Rethinking The Organization Of Work And The Managerial Model
Teleworking is not the most significant HR development of this period. In any case, this is only the tip of the iceberg: some companies have taken the opportunity to rethink the organization and working time. With the health crisis, we have witnessed a more substantial transformation of companies, driven by HR, which causes change within entities by relying on managers. This collaboration has led to the implementation of good practices:
- They were raising managers’ awareness of the review of individual performance targets. Because how can we maintain performance objectives (before the crisis) without supporting employees in defining each person’s role today, without offering sufficiently efficient documents and tools in their new working environment? Teams must understand what is expected of them and according to what performance criteria to focus again on their mission and the company’s challenges. The time has come for a more open, inclusive managerial culture centered on cohesion. Managers have a role to play in rebuilding employee confidence, while the context remains uncertain.
- The use of digital tools facilitates the implementation of regular feedback.
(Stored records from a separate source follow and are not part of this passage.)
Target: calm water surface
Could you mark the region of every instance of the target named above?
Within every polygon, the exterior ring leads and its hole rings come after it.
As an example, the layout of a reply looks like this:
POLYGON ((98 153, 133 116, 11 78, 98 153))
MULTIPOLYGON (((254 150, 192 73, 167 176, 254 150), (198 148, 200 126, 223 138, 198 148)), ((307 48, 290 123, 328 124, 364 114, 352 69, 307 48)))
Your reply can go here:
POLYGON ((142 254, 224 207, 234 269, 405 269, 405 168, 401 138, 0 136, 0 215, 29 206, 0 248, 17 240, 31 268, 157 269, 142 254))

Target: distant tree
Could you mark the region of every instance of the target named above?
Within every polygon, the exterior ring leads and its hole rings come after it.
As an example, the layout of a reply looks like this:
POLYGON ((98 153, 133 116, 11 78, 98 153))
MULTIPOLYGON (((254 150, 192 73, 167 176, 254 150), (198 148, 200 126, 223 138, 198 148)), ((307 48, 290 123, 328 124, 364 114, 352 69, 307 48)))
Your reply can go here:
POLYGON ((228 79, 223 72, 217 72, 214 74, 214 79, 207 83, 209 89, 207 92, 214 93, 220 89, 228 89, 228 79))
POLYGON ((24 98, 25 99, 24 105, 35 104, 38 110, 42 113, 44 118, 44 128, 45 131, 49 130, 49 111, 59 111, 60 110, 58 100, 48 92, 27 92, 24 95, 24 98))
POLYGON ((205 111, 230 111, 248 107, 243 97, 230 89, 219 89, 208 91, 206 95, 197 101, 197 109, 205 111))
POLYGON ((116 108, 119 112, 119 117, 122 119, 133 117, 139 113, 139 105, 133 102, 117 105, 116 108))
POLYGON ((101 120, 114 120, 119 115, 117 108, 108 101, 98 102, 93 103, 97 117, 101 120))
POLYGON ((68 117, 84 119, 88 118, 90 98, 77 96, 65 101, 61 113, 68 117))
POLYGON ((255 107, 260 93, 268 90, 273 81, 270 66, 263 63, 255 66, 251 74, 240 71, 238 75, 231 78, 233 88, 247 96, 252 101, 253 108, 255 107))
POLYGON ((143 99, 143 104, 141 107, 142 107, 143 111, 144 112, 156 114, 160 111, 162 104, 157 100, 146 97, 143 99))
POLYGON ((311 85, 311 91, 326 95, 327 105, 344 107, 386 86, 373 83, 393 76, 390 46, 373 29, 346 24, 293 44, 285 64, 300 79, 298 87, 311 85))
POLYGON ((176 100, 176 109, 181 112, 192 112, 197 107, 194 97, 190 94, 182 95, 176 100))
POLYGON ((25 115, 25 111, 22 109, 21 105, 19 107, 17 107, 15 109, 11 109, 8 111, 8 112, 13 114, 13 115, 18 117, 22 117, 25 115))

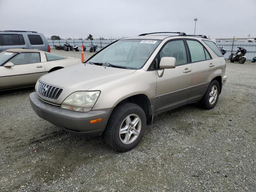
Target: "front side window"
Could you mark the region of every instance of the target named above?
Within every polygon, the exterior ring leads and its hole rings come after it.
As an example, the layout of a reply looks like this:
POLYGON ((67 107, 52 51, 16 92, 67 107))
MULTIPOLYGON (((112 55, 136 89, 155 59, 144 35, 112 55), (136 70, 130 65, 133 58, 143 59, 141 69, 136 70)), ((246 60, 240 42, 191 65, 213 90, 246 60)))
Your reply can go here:
POLYGON ((161 42, 160 40, 119 40, 110 45, 86 63, 139 69, 145 64, 161 42))
POLYGON ((17 54, 18 54, 17 53, 10 52, 9 51, 3 51, 0 53, 0 66, 2 66, 8 60, 17 54))
POLYGON ((190 52, 192 62, 206 60, 204 48, 200 43, 198 41, 193 40, 186 41, 190 52))
POLYGON ((222 53, 220 52, 220 49, 212 41, 208 41, 207 40, 202 40, 206 45, 207 45, 209 47, 210 47, 213 52, 215 53, 219 57, 223 57, 222 53))
POLYGON ((43 45, 42 38, 38 35, 28 35, 29 41, 32 45, 43 45))
POLYGON ((14 65, 24 65, 40 62, 39 53, 21 53, 10 59, 14 65))
POLYGON ((22 45, 25 44, 22 35, 18 34, 3 34, 2 46, 22 45))
POLYGON ((187 54, 183 40, 170 41, 167 43, 160 53, 160 59, 163 57, 172 57, 176 58, 176 65, 187 63, 187 54))
POLYGON ((65 58, 59 55, 52 54, 52 53, 45 52, 45 56, 46 57, 47 61, 55 61, 56 60, 60 60, 65 58))

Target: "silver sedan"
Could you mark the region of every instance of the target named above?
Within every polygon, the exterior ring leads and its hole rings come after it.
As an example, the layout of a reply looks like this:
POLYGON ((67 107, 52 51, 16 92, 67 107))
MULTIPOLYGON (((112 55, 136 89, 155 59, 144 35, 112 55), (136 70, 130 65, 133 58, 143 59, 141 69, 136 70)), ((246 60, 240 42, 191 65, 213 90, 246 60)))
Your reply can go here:
POLYGON ((47 73, 81 63, 81 60, 24 49, 0 53, 0 91, 34 86, 47 73))

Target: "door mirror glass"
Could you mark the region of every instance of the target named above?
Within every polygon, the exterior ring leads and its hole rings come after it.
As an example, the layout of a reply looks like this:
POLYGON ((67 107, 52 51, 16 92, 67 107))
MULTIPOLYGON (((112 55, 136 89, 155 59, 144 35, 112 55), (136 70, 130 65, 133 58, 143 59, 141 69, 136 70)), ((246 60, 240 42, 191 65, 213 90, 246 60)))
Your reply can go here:
POLYGON ((4 66, 6 67, 14 67, 14 65, 12 62, 7 62, 4 65, 4 66))
POLYGON ((163 57, 160 61, 160 69, 170 69, 176 67, 176 59, 172 57, 163 57))

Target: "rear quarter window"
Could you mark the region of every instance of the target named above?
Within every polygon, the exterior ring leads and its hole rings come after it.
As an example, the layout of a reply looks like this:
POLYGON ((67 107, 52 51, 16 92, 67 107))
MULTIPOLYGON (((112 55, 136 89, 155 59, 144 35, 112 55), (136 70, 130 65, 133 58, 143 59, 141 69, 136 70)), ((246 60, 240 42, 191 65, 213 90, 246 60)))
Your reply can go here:
POLYGON ((25 44, 22 35, 19 34, 3 34, 2 46, 22 45, 25 44))
POLYGON ((38 35, 28 35, 29 41, 32 45, 43 45, 44 42, 38 35))
POLYGON ((45 56, 46 57, 47 61, 55 61, 56 60, 60 60, 64 59, 65 58, 60 56, 59 55, 52 54, 52 53, 45 52, 45 56))
POLYGON ((202 40, 202 41, 219 57, 223 56, 222 53, 221 53, 221 52, 220 52, 220 51, 216 45, 216 44, 212 41, 207 41, 207 40, 202 40))

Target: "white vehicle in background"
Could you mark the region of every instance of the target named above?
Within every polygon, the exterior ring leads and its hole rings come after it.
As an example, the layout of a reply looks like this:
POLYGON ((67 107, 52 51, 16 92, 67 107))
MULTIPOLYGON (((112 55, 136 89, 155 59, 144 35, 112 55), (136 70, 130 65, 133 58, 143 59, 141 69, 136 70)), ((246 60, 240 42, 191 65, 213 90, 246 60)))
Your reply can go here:
POLYGON ((0 53, 0 91, 34 86, 44 74, 79 63, 79 59, 38 50, 7 50, 0 53))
Remote work implies the obligation to formulate honest feedback between peers or between managers and employees on what works and, on the contrary, what does not. The void calls for interpretation, and interpretation calls for error.
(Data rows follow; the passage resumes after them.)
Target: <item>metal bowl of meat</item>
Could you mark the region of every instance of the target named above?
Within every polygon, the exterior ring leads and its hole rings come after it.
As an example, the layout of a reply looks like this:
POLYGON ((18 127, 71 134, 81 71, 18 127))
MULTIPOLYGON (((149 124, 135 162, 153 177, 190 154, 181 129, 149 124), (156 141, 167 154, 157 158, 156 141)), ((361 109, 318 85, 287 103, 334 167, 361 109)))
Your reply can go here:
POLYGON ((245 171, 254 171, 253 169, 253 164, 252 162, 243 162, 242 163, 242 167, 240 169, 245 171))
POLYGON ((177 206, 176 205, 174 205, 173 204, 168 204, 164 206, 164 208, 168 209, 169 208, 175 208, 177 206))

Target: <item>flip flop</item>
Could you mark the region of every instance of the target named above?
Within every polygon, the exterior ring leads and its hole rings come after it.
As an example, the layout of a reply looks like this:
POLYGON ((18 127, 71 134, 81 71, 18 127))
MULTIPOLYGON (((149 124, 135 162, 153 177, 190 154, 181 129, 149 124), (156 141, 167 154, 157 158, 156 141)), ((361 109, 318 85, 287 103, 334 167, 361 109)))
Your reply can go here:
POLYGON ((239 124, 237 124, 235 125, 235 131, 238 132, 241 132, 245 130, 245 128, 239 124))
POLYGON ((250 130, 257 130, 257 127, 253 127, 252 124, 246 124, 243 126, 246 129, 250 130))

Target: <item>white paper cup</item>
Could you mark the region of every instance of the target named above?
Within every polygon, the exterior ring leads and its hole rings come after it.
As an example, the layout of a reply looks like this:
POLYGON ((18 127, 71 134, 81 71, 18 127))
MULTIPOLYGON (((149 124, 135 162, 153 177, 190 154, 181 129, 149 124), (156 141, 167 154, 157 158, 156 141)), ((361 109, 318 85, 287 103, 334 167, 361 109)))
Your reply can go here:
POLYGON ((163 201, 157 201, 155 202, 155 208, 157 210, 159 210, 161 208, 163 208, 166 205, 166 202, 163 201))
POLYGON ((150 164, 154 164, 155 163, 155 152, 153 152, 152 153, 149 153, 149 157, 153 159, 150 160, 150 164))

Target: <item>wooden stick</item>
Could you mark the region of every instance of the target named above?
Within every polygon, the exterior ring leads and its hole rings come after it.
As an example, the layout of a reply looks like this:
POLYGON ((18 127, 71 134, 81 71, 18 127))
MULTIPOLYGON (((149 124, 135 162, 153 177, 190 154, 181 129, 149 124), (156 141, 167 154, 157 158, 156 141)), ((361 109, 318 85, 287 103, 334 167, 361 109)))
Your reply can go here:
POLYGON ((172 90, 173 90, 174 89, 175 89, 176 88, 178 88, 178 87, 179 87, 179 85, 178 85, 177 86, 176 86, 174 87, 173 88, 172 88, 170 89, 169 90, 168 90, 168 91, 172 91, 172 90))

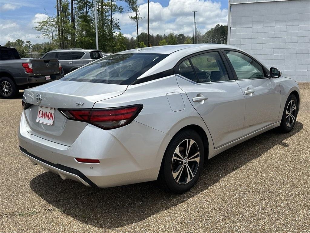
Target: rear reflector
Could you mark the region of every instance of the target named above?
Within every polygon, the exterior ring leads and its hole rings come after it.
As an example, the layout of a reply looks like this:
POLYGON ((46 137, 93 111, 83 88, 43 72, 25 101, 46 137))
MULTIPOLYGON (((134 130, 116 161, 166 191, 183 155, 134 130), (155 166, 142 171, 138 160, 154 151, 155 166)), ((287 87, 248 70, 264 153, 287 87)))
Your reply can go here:
POLYGON ((108 108, 58 109, 69 120, 87 122, 104 130, 130 124, 143 107, 142 104, 108 108))
POLYGON ((77 161, 80 162, 85 162, 87 163, 99 163, 99 159, 92 159, 89 158, 76 158, 77 161))
POLYGON ((23 63, 22 64, 22 65, 25 68, 26 73, 31 73, 33 72, 33 70, 32 69, 32 63, 23 63))

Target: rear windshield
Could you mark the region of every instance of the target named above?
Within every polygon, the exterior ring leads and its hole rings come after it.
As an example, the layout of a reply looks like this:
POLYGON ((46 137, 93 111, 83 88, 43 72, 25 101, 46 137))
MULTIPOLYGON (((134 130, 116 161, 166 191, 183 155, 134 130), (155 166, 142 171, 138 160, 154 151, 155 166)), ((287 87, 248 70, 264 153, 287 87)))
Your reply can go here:
POLYGON ((60 80, 130 85, 168 56, 155 53, 113 54, 69 73, 60 80))
POLYGON ((92 51, 89 52, 91 59, 99 59, 102 57, 100 51, 92 51))

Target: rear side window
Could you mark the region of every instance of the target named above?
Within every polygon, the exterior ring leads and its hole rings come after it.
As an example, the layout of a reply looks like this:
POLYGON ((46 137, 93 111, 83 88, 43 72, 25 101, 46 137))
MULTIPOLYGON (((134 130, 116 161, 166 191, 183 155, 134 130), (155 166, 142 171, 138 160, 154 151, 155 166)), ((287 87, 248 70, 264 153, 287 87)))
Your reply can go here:
POLYGON ((18 52, 15 49, 2 48, 0 48, 0 59, 1 60, 10 60, 20 59, 18 52))
POLYGON ((72 59, 71 52, 58 52, 57 58, 59 61, 71 60, 72 59))
POLYGON ((69 73, 60 80, 129 85, 168 56, 155 53, 113 54, 69 73))
POLYGON ((263 67, 249 57, 234 51, 225 52, 232 65, 238 79, 265 77, 263 67))
POLYGON ((44 59, 54 59, 56 58, 56 53, 48 53, 42 57, 44 59))
POLYGON ((85 54, 85 53, 84 52, 72 52, 72 60, 78 60, 81 59, 85 54))
POLYGON ((218 52, 207 53, 191 57, 180 64, 179 69, 179 74, 196 83, 229 80, 218 52))
POLYGON ((100 54, 99 51, 92 51, 89 52, 89 55, 91 56, 91 59, 99 59, 102 57, 102 56, 100 54))

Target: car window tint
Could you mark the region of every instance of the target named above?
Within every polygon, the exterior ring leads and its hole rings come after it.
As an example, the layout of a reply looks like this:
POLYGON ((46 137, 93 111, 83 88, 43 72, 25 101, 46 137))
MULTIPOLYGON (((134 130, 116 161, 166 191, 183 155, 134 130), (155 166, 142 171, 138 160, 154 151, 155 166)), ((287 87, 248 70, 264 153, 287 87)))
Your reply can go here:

- Bring a point of vigilance to the “work-life balance” in the wake of the deployment of teleworking. We can ask ourselves to include domestic work in the calculation of objectives and performance on an equitable basis between women and men. Some countries have focused on reducing gender inequalities in the ratio of working time to household chores. This is the case in China, which is often rightly criticized elsewhere, where women worked during the crisis in the morning and men in the afternoon to share the time necessary to take care of the children.
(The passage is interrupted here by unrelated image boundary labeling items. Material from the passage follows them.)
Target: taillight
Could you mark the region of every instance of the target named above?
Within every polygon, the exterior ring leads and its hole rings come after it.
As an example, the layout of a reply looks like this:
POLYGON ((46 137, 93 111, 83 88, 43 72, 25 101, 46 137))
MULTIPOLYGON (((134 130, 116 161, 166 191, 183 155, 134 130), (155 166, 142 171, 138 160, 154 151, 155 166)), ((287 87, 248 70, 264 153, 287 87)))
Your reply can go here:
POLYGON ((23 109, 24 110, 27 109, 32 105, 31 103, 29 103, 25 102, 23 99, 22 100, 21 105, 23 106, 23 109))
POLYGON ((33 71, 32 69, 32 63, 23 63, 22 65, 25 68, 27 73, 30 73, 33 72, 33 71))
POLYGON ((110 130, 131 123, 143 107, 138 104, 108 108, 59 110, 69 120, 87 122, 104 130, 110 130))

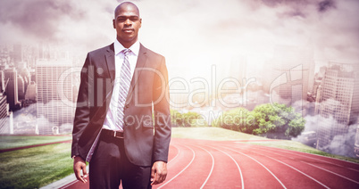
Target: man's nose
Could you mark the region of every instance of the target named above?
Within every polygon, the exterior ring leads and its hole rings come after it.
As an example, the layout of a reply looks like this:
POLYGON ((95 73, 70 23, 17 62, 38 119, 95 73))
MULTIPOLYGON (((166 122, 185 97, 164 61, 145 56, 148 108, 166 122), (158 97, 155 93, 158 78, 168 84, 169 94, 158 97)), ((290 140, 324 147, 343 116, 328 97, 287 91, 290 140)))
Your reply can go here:
POLYGON ((131 25, 131 21, 129 21, 129 19, 126 19, 125 24, 126 25, 131 25))

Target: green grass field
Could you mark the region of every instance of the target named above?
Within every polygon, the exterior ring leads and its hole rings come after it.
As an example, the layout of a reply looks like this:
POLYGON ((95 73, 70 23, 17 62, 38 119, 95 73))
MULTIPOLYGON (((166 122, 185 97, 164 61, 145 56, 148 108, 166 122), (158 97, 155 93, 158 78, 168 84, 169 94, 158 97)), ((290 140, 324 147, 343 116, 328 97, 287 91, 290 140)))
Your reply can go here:
MULTIPOLYGON (((172 137, 239 140, 252 144, 315 153, 359 163, 359 160, 329 154, 298 142, 273 140, 219 127, 173 127, 172 137), (251 141, 252 140, 252 141, 251 141), (261 142, 263 140, 263 142, 261 142)), ((1 136, 1 146, 19 147, 70 139, 70 136, 1 136), (17 144, 19 143, 19 144, 17 144)), ((7 147, 8 148, 8 147, 7 147)), ((38 188, 72 173, 71 144, 57 144, 0 153, 0 188, 38 188)))
POLYGON ((71 144, 0 153, 0 188, 39 188, 72 173, 71 144))
POLYGON ((71 140, 71 136, 0 136, 0 149, 16 148, 46 143, 71 140))

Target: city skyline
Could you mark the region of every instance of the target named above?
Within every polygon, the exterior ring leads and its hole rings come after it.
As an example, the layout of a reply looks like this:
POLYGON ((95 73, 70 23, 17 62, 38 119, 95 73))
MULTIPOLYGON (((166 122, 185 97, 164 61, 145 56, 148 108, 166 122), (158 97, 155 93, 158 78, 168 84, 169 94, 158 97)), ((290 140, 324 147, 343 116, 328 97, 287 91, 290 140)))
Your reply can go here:
MULTIPOLYGON (((43 103, 38 99, 44 95, 37 94, 44 86, 35 82, 39 61, 51 66, 64 58, 72 63, 67 69, 79 70, 87 52, 111 44, 113 9, 119 2, 2 1, 1 76, 6 79, 1 85, 6 83, 7 94, 13 91, 6 99, 9 109, 30 104, 23 101, 29 96, 43 103), (31 95, 24 94, 26 87, 31 95)), ((354 0, 134 3, 143 18, 140 42, 166 57, 176 110, 219 115, 280 102, 305 109, 306 118, 321 111, 310 106, 325 89, 314 72, 331 62, 359 65, 359 3, 354 0)), ((74 100, 76 90, 69 90, 74 100)), ((0 95, 1 112, 4 99, 0 95)))

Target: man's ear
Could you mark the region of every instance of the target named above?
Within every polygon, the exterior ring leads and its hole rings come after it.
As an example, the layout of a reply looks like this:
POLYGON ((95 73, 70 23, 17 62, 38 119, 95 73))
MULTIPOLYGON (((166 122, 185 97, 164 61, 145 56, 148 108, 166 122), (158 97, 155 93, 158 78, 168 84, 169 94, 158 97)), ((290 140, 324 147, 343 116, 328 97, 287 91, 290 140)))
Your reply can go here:
POLYGON ((142 26, 142 19, 139 19, 139 28, 142 26))

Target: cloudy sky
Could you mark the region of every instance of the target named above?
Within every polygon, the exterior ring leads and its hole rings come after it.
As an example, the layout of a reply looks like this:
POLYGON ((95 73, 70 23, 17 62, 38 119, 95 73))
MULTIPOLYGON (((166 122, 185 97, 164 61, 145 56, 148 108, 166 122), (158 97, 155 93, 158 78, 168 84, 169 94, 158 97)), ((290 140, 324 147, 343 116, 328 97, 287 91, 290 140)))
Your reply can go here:
MULTIPOLYGON (((2 0, 0 43, 55 44, 85 59, 114 40, 112 19, 120 2, 2 0)), ((172 78, 205 76, 238 54, 251 60, 249 69, 263 66, 276 45, 313 49, 318 65, 359 61, 357 0, 132 2, 143 19, 141 43, 166 57, 172 78)))

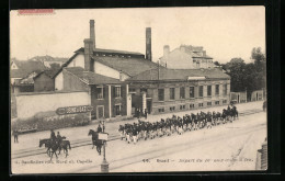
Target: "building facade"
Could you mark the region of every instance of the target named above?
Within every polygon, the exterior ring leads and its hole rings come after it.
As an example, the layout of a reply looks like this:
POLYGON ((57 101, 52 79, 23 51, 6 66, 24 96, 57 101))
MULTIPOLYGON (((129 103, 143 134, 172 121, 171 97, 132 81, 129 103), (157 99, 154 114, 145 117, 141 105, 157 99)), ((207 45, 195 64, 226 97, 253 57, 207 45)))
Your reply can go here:
POLYGON ((216 75, 219 70, 208 70, 207 73, 215 73, 206 77, 202 71, 201 76, 193 76, 191 70, 189 76, 184 70, 163 71, 160 76, 156 70, 147 71, 128 80, 129 92, 135 98, 133 106, 147 109, 150 114, 160 114, 229 103, 230 78, 223 73, 216 75), (178 76, 167 76, 174 73, 178 76))
POLYGON ((213 58, 203 46, 181 45, 170 52, 169 45, 163 47, 160 64, 171 69, 213 68, 213 58))

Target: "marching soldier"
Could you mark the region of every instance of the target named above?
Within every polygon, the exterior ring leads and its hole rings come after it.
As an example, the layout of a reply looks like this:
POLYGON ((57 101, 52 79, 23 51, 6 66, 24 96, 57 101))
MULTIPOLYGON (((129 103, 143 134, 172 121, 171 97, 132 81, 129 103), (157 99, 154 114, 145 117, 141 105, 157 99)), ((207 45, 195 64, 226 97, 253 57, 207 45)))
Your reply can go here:
POLYGON ((98 132, 98 133, 102 133, 101 124, 98 125, 96 132, 98 132))
POLYGON ((14 131, 13 131, 14 143, 19 143, 19 142, 18 142, 18 135, 19 135, 18 129, 14 129, 14 131))
POLYGON ((52 143, 56 142, 56 134, 55 134, 54 129, 50 129, 50 140, 52 140, 52 143))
- Be vigilant about the health of employees. Experience has shown how useful some managers have set up support for employees who have never practiced telework. The lack of social interactions and the lack of information has caused some teams to lose their bearings. To maintain social relations, several HRDs have invested in imagining new traditions in the “relational routine” of employees and cementing the teams: blind test, virtual aperitif, morning coffee but also actions to give back meaning to work: coaching individuals, training, societal commitment.
Managers And HRD Hand In Hand To Drive Change
This dynamic goes first and foremost through the digitalization of the business processes of compensation, leave, recruitment, training to free up time for the HR department and focus on high added value tasks. This transformation necessarily involves implementing tools essential to the proper functioning of teams (facilitating teleworking, automating tasks, equipping employees with the appropriate equipment, etc.). And in particular, to play a support role for the employees in the most significant difficulty. The HR function must exercise its part of scouting and remain alert on upcoming changes to anticipate them and evangelize the practices of their teams.
HRDs must equip themselves to carry out the changes and support managers and employees in this crucial step. The HRIS (Human Resources Management Information System) will allow them to optimize their resources by automating the processes (essential functions), by improving the monitoring of tasks, and by empowering the employee (training, internal mobility, etc.).
The question of implementation, Saas model, on-premise, Paas, all this must be thought out upstream according to the company’s strategic challenges. The challenge of these changes ultimately lies in the capacity of organizations to re-humanize relationships and support managers. And HR has a decisive role in this respect, in their ability to make both the manager aware of the choice of tools and the managers in the deployment of good practices.